How to show $2^{k+2}$ divides $3^{2^k}-1$ but $2^{k+3}$ doesn't?

Question

I've got a task: Find highest power of 2 that divides $3^{2^k}-1$ so i wrote few terms and guessed that it's $2^{k+2}$, now i should show it. I tried by induction, but what i got appeals to me as a total nonsense, but i'm new to modular arithmetic, so i might be wrong!

I tried by induction, but i really failed here and turned out i showed that $$3^{2^{2k+1}} \equiv 1 (mod \ 2^{k+2})$$, so that isn't helpful.

I tried to work with eulers theorem and i got $$3^{\varphi(2^{k+2})} \equiv 1 (mod \ 2^{k+2}) \Leftrightarrow 3^{2^{k+1}} \equiv 1 (mod \ 2^{k+2})$$ but i wanted to show $$3^{2^k} \equiv 1 (mod \ 2^{k+2})$$

I'd really love to get some hints!

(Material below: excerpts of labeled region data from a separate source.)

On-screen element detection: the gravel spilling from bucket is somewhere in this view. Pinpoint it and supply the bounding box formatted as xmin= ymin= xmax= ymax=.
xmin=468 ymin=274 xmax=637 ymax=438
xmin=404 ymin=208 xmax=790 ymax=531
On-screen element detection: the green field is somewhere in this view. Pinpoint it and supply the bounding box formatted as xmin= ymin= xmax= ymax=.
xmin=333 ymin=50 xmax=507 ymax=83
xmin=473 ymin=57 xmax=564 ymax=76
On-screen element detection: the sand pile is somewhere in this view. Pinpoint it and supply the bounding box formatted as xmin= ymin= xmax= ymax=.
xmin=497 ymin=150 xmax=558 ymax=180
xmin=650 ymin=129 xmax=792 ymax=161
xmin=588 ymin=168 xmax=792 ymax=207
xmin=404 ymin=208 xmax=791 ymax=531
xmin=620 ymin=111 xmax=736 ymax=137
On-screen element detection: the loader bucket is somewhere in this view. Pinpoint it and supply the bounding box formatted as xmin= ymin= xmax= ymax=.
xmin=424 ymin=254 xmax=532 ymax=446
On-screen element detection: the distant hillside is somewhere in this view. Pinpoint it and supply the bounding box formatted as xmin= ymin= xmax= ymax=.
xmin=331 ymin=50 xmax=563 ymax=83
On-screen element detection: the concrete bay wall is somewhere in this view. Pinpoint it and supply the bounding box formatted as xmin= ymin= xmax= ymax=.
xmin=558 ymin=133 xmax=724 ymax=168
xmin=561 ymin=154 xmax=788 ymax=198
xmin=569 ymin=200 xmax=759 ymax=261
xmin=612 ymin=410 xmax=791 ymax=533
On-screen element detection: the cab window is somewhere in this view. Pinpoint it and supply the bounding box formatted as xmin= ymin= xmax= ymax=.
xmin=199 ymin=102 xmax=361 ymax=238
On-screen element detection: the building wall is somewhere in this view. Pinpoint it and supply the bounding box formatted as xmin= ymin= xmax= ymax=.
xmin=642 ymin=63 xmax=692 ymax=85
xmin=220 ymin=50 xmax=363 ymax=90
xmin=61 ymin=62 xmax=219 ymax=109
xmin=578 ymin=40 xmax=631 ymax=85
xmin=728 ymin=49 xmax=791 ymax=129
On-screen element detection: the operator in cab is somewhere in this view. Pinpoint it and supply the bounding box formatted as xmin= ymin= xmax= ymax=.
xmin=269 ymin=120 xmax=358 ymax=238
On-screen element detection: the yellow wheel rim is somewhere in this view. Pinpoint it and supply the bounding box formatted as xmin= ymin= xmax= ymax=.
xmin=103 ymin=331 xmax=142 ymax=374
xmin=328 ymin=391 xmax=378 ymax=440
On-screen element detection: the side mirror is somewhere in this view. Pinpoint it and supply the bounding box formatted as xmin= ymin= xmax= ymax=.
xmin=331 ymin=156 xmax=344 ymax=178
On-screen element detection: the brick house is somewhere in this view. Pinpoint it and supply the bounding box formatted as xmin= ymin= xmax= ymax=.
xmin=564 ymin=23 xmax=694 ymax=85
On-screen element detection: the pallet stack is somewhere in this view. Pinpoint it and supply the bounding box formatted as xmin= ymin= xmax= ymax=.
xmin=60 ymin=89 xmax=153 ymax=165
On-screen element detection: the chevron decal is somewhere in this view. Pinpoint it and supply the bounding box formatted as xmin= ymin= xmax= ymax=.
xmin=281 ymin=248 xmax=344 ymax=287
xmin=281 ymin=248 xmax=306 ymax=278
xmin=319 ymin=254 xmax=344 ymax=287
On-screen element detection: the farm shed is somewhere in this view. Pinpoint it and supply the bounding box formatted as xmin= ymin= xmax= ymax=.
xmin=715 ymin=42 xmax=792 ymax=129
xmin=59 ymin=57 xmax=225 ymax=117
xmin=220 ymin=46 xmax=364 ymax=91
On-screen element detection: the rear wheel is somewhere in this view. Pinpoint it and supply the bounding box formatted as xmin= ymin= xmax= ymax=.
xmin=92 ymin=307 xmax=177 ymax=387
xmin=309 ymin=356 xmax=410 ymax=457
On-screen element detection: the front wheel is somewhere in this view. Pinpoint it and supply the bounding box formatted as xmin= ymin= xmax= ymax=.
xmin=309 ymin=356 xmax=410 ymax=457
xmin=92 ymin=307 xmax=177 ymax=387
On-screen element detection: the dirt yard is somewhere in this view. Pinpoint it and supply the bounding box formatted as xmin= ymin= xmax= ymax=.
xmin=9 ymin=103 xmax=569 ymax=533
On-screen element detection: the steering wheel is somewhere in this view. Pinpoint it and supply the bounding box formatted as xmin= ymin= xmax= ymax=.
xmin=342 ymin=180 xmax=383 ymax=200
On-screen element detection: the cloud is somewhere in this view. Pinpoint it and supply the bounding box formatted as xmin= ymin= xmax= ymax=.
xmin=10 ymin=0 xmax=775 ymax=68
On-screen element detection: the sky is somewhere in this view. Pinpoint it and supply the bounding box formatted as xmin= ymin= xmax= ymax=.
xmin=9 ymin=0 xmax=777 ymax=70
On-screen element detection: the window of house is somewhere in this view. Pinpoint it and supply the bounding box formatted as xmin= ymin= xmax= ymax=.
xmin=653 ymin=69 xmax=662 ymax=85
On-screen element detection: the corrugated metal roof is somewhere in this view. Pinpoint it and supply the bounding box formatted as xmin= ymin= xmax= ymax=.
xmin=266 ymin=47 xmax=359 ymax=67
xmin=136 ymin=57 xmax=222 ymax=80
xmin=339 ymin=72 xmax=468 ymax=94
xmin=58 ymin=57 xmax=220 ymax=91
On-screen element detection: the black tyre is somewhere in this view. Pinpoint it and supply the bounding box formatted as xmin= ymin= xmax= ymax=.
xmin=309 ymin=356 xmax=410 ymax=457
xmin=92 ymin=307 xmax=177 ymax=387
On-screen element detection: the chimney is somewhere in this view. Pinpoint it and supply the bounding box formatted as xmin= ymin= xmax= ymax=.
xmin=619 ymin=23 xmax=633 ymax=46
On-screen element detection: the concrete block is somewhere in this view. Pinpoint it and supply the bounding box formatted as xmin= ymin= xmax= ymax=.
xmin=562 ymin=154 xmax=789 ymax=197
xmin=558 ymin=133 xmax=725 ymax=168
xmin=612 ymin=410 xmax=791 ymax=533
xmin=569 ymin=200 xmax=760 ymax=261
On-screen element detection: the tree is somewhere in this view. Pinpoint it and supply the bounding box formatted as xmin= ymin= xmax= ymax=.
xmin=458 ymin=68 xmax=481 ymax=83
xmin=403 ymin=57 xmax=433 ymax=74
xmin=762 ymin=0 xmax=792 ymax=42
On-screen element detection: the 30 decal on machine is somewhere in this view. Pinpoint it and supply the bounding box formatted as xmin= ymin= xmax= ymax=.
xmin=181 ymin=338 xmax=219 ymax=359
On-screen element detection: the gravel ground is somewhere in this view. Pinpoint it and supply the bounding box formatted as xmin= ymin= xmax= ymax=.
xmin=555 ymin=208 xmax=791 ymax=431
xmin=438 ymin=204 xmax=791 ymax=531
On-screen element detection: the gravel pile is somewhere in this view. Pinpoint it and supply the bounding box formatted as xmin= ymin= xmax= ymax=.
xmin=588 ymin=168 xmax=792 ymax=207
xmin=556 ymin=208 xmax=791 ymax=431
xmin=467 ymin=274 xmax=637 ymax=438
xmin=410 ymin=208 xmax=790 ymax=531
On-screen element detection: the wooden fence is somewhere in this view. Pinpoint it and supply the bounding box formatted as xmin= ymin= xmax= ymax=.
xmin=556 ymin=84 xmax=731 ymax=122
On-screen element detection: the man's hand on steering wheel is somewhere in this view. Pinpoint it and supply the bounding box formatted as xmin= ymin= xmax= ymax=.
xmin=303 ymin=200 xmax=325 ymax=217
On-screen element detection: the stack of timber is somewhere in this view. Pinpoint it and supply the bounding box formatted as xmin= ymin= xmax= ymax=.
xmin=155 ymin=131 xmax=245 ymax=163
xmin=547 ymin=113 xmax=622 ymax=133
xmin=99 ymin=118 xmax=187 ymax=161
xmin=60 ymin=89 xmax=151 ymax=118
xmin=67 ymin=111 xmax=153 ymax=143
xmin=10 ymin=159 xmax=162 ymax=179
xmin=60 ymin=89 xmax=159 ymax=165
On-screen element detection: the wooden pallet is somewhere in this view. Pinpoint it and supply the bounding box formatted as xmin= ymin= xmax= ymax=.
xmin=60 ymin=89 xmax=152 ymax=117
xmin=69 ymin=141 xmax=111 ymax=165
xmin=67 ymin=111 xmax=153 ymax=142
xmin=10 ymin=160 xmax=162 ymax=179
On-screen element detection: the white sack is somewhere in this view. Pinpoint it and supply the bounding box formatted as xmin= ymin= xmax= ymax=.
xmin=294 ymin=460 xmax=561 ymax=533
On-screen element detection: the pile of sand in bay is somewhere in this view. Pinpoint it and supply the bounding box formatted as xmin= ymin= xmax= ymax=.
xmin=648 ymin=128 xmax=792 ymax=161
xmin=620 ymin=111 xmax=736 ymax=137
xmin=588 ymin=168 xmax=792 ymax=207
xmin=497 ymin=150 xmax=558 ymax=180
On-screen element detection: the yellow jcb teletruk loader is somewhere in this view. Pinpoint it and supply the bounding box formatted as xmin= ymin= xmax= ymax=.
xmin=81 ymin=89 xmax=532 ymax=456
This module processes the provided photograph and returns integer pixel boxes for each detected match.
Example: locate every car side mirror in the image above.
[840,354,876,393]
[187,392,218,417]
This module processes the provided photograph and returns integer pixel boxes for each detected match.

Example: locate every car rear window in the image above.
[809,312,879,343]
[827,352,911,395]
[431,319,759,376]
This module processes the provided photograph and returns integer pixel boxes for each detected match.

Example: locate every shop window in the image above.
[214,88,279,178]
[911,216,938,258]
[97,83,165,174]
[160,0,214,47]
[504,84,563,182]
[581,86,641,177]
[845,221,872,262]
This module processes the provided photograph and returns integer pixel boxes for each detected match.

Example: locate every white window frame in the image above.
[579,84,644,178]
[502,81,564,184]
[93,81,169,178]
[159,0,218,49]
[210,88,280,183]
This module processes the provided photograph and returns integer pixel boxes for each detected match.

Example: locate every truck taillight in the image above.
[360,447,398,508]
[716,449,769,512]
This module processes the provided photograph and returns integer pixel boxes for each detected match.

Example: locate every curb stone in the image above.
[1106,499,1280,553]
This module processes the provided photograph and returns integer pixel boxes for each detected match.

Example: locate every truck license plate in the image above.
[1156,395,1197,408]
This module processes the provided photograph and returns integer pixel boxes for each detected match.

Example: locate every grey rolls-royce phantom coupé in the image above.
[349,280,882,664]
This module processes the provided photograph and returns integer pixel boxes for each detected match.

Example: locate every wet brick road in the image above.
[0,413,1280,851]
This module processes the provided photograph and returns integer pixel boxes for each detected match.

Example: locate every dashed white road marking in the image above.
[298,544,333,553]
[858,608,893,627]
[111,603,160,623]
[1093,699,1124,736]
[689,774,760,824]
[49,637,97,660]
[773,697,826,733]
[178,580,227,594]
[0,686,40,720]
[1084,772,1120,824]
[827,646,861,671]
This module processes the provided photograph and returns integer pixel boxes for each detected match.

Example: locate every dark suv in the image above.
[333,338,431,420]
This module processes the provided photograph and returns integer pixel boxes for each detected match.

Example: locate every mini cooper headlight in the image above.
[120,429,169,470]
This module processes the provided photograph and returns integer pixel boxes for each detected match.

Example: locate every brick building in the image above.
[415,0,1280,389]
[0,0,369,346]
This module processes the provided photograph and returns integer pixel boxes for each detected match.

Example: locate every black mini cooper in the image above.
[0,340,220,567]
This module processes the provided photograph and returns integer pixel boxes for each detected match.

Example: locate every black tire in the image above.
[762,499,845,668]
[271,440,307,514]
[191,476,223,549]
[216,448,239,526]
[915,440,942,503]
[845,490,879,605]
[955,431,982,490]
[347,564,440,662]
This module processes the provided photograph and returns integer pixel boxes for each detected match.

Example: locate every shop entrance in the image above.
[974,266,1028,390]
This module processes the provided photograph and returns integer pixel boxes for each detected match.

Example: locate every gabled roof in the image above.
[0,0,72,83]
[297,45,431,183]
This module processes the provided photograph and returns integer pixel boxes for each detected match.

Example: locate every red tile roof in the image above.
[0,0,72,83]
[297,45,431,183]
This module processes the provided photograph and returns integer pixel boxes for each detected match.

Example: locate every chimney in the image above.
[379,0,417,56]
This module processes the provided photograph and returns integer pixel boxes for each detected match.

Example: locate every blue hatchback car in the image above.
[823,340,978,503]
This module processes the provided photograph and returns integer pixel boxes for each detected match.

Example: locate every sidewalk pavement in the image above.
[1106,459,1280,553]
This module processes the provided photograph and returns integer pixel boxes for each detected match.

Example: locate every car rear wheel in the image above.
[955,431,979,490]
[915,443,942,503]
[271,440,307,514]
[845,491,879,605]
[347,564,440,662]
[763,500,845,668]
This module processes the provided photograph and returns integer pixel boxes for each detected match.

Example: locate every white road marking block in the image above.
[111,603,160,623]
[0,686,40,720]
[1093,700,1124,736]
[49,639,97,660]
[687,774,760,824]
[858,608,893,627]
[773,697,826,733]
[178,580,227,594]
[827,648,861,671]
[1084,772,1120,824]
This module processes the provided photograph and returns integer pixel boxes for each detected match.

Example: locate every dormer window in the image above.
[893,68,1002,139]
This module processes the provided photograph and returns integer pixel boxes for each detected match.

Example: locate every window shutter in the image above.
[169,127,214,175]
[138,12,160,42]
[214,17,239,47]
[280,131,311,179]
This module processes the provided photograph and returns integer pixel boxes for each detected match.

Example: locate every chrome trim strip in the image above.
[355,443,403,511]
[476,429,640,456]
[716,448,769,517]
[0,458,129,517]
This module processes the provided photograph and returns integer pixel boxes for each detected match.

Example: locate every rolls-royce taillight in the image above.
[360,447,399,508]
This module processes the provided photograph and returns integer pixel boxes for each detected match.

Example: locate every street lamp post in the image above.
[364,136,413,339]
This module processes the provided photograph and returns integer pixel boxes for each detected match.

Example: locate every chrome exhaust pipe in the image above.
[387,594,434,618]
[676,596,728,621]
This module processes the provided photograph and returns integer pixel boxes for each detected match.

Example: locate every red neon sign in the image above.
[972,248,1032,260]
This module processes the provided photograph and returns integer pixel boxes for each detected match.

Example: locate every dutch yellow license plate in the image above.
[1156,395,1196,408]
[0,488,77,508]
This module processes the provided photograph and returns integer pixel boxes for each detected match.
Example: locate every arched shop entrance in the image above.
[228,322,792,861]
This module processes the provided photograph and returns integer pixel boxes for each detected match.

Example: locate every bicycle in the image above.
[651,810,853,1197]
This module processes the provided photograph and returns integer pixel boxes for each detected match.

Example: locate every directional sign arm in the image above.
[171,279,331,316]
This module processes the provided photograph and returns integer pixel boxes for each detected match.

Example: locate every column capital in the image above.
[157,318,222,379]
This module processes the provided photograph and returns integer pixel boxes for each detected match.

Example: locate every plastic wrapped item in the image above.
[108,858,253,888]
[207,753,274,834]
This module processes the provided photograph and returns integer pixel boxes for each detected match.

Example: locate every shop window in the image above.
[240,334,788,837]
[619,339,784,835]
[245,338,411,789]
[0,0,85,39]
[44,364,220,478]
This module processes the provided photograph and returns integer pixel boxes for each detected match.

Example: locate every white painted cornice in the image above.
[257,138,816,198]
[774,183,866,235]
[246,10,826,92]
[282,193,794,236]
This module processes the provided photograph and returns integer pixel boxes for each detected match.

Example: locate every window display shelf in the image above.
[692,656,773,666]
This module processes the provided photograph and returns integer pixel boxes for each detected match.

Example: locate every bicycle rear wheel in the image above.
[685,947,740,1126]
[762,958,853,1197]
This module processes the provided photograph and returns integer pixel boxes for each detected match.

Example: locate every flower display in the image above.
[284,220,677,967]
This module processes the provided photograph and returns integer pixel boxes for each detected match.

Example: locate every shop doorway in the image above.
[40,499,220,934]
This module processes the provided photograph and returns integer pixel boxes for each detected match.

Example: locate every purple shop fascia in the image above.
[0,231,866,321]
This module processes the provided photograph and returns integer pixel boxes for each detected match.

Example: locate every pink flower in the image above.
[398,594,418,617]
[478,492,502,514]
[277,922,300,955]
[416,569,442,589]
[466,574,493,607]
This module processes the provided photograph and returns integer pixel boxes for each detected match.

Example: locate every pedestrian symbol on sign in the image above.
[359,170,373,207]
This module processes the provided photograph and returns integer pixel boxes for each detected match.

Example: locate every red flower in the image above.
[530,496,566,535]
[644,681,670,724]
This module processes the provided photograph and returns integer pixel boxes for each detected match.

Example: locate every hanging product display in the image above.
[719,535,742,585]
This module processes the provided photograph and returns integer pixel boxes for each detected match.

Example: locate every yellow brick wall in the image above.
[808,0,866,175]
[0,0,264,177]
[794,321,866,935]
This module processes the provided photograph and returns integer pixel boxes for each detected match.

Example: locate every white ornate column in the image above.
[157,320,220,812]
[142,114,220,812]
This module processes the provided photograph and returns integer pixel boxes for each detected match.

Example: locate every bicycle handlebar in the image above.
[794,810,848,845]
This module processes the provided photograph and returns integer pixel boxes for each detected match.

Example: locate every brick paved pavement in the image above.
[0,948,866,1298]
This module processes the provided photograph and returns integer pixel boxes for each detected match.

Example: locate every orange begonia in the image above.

Cheers

Answer 1

(This is not much more than a reformulation of Nishant's comment). Let $v_2(n)$ denote the highest power of $2$ dividing $n$, so $2^{v(n)}\mid n$ and $2^{v(n)+1}\not\mid n$. Then

• If $m$ is even, we have $v_2(3^m-1)=v_2((3^{m/2}-1)(3^{m/2}+1))=v_2(3^{m/2}-1)+v_2(3^{m/2}+1)$
• If $m$ is even, we have $v_2(3^m+1)=1$ because $3^m\equiv 1\pmod 4$
• If $m$ is odd, then $v(3^m-1)=1$ because $3^m\equiv -1\pmod 4$
• $v(3^1+1)=2$ (we do not need an explicit result for the general case $v(3^m+1)$ with $m$ odd

With this, you can show your conjecture $$v(3^{2^k}-1)=k+2$$ by induction for $k\ge1$. (Warning: For $k=0$, we have $v(3^{2^k}-1)=k+1$).